The bull runs of Pamplona are not metaphor. They are real danger, real adrenaline, real consequence. Runners have been killed. Others have been gored, trampled, broken. The festival dates back centuries, but Hemingway's 1926 novel cemented it in the modern imagination as a place where a person could feel truly alive—or at least feel something authentic in a world that seemed increasingly artificial. For Hillmann, the appeal was not recklessness for its own sake. It was the idea that literature could point toward something true about human experience, and that the only way to fully understand that truth was to live it.

Twenty years of returning to Pamplona is not a casual hobby. It is a commitment that has shaped Hillmann's identity as surely as his academic work. He has become someone who straddles two worlds: the careful, analytical world of literary scholarship, where Hemingway's sentences are parsed and debated in seminar rooms, and the raw, physical world of the festival, where those same sentences become lived experience.
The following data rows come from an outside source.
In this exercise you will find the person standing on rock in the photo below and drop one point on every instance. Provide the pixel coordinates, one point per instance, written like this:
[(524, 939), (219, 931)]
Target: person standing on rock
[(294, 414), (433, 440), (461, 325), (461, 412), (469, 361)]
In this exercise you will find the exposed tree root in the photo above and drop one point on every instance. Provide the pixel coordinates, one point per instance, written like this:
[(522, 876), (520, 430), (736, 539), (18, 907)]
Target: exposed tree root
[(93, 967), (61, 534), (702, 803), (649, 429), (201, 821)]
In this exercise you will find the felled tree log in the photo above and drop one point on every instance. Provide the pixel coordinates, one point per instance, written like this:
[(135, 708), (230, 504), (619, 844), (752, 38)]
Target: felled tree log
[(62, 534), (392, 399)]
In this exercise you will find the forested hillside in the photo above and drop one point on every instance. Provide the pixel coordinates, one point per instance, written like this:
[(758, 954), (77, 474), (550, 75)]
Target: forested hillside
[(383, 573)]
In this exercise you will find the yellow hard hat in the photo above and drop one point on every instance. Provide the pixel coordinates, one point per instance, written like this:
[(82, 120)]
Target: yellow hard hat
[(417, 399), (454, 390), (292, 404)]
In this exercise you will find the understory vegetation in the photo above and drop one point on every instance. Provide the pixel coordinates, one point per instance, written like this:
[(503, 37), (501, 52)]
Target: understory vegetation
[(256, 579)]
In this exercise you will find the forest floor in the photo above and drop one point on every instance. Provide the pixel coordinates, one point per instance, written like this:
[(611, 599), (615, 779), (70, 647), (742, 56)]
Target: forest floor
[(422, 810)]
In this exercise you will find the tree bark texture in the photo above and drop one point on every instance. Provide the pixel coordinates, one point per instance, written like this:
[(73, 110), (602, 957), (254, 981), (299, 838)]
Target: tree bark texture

His students read about Jake Barnes and Brett Ashley navigating desire and disillusionment in 1920s Spain. Hillmann has run the same streets they walked through in fiction.

What emerges from this dual life is a particular kind of authority. Hillmann teaches Hemingway not as an outsider interpreting a text, but as someone who has genuinely tried to inhabit the world the novelist described. He understands the appeal—the seduction of adventure, the allure of testing yourself against something larger and more powerful than yourself. He also understands the cost, the repetition, the way that chasing a dream can become its own kind of routine.

The story of Hillmann matters because it asks a quiet question about the relationship between literature and life. Can a book change the trajectory of a person's existence? Can fiction be a reliable guide to how we should live? For most people, the answer is probably no—or at least, not in such a literal, sustained way. But for Hillmann, the answer has been yes. A novel read at nineteen became a compass that pointed him toward both a profession and a practice, a way of thinking and a way of moving through the world. Every summer, when he returns to Pamplona, he is still following that compass, still testing whether Hemingway was right about what it means to be alive.

Hillmann's dual life as both literary scholar and bull runner gives him particular authority in understanding Hemingway's vision of authentic experience.
— Implicit in his two-decade practice
The Hearth Conversation Another angle on the story
Inventor

What made Hemingway's novel stick with you in a way that other books didn't?

Model

It wasn't just the prose, though that mattered. It was the sense that the characters were trying to live authentically in a world that kept pushing them toward fakeness. That felt urgent to me at nineteen.

Inventor

And running with the bulls—that's your way of testing whether Hemingway was telling the truth?

Model

Not exactly testing. More like... understanding from the inside. You can analyze the novel in a classroom, but you don't really know what he meant by that particular kind of fear and exhilaration until you've felt it yourself.

Inventor

Do you think your students take Hemingway differently because they know you actually do this?

Model

I hope so. There's a difference between reading about courage and having a professor who has genuinely put himself in danger. It makes the text less abstract.

Inventor

Has the reality of the bulls ever disappointed you? Made the novel seem less true?

Model

No. If anything, it's confirmed what Hemingway understood—that real experience is messier and more complicated than any book can capture. But that's not a failure of the novel. It's just the gap between imagination and life.

Inventor

Do you think you'll keep running?

Model

I don't know. At some point, the body decides for you. But as long as I can, I will. It's become part of how I understand myself.